2. OLAP-Style Reporting
OLAP is a very traditional approach to reporting that evolved from the data warehouse world. It has crossed over to the data lake world with new products that offer OLAP-style modeling on Hadoop-based data with standard OLAP query interfaces (MDX and XMLA). Once an OLAP model has been defined, users can query data from within Tableau to build reports and dashboards.
The main advantage of connecting Tableau to an OLAP-style model on Hadoop is familiarity. It is a concept Tableau (and other traditional BI tools) know well. The dimensions and metrics in an OLAP model are typically well versed by the business users, making it easy to navigate the structure to find specific answers.
A secondary advantage is that the OLAP model itself can encompass a high number of dimensions and metrics from the larger data sets residing on Hadoop. This provides more data for the Tableau users to work with. However, as we will see under the cons, having access to the data is only part of the problem.
The first problem with this approach is performance. OLAP on Hadoop does not materialize the cubes. It uses virtual models which, when queried, push sub-queries down to Hive to formulate the data and perform calculations. This virtualization process makes the OLAP queries painfully slow.
These products attempt to use methods that try to predict user queries and cache results to speed up performance. But data lakes are most often used for highly diverse discovery queries, which do lend themselves for cache hits that would help performance.
And speaking of data discovery, the whole idea behind data exploration on data lakes is that you don’t necessarily know where to explore, so you need a more open framework to understand and identify relationships and patterns in the data. Creating a set of pre-defined dimensions and metrics restricts the exploration process, thereby limiting where and how an analyst can discover answers.
These two limitations tend to relegate OLAP on Hadoop to situations where an organization is migrating standard reporting from a data warehouse to a data lake, and not performing data discovery. Running many reports across the similar dimensions and metrics can help boost the cache hit rates and thereby performance.
Lastly, introducing another product into your stack adds further disruption to your governance processes.

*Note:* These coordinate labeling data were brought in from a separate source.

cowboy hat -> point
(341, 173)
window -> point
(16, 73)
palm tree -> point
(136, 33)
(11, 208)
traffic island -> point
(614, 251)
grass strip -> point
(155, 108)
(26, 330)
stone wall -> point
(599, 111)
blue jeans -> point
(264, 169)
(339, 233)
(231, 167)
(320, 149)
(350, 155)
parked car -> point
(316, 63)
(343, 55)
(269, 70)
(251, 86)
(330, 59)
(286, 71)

The data preparation solution will have its own governance, and one will separately need to govern the data in Hive. The OLAP on Hadoop platform will then add a third layer of governance, complicating the administration and control of these data sets.
3. Natively Delivered
There is a native columnar format called TDE which is highly efficient at storing data when you want to use it inside Tableau. A data engineering platform such as Datameer can export data at the end of a pipeline into TDE format so it can be natively consumed by Tableau.

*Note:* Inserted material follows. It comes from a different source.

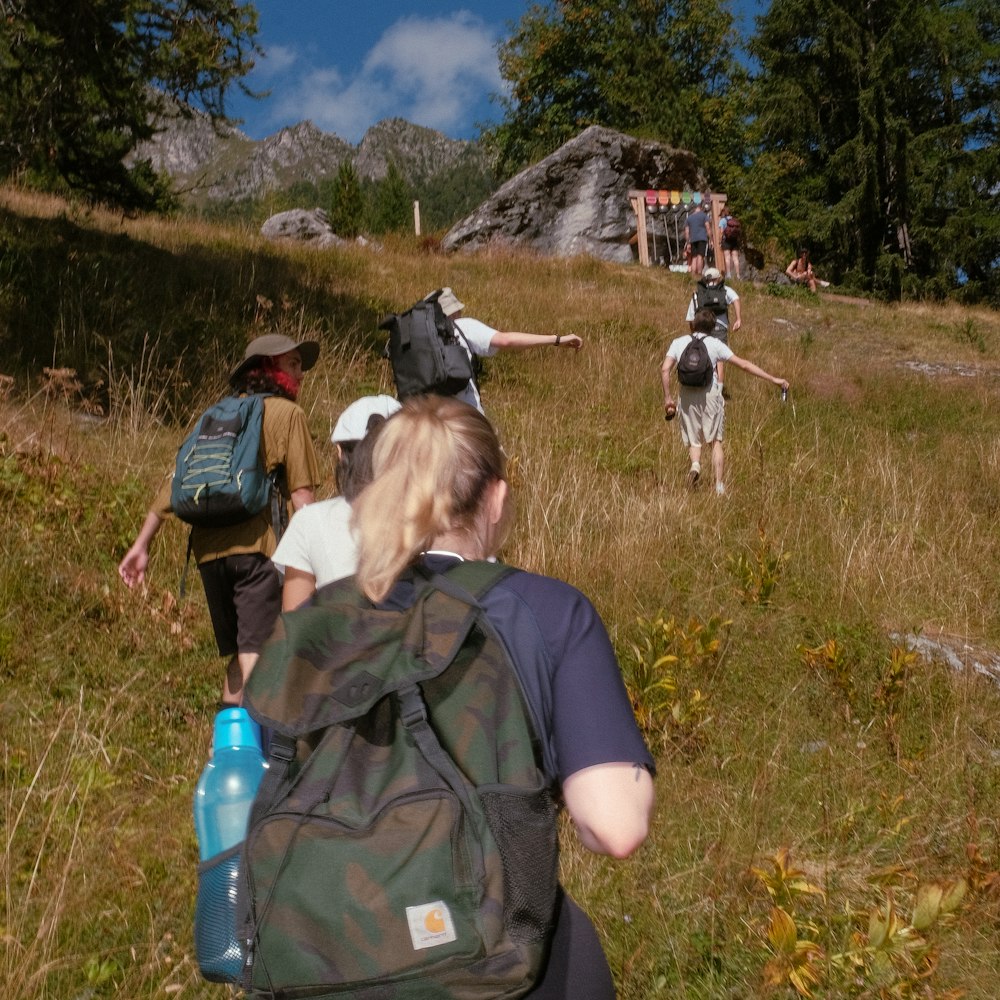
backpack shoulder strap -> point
(472, 580)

The natively delivered solution shrinks your data delivery stack to two components – the data engineering platform and Tableau. The fewer the products in your stack the better for end-to-end performance, integration and governance or administration. Data sets are produced from one best-of-breed product, and delivered or consumed by another. This contributes to a faster overall end-to-end analytic cycle.
This approach also provides increased flexibility for creating different data sets from the same pipeline that can be used and shared across many Tableau users. Within the same pipeline, different output data sets can be crafted, exported to TDE format and consumed by the various users.
Different Tableau users solving diverse analysis problems will need data sets that are organized in varying ways. One analysis may require specific types of aggregations, another might need analytic enrichment with “smart” algorithms and a third might need to be organized into time-series events. A single platform that can accommodate different types of modeling and export to the native Tableau format can deal with the analytic diversity of a modern fata-driven corporation.
The results of this combination makes the data delivered to the Tableau users that much richer, and that much deeper. It makes you more prepared for the problem you’re trying to solve and enables you to start exploring your data in a different way.
As with anything, there is always some con. Historically, Tableau has had size limitations to the with the amount of data consumed with imports, limiting its ability to consume large data sets. Using the TDE format helps improve consumption volume in terms of numbers of rows. Additionally, recent releases have shown Tableau having the ability to handle more data, and this could continue to increase over time.
You also lose the tail end of your governance trail when the data is exported and published to Tableau. But the governance is followed within your data engineering platform like Datameer until the final data set, which helps you secure and track the majority of the cycle.
Here at Datameer, we’ve seen customers use each of these three models. All work and can be effective for specific analytic and reporting scenarios.
But our biggest piece of advice to you is to ensure you have a strong data engineering platform so you have the optimal data sets and don’t have to generically run SQL queries against Hive. Choose a platform that will feed any of those consumption mechanisms to make your life easier.
That way, you can get started faster with creating your visualizations in Tableau—and make it that much easier for data discovery, and that much faster for your business teams to start utilizing the data you’ve been collecting.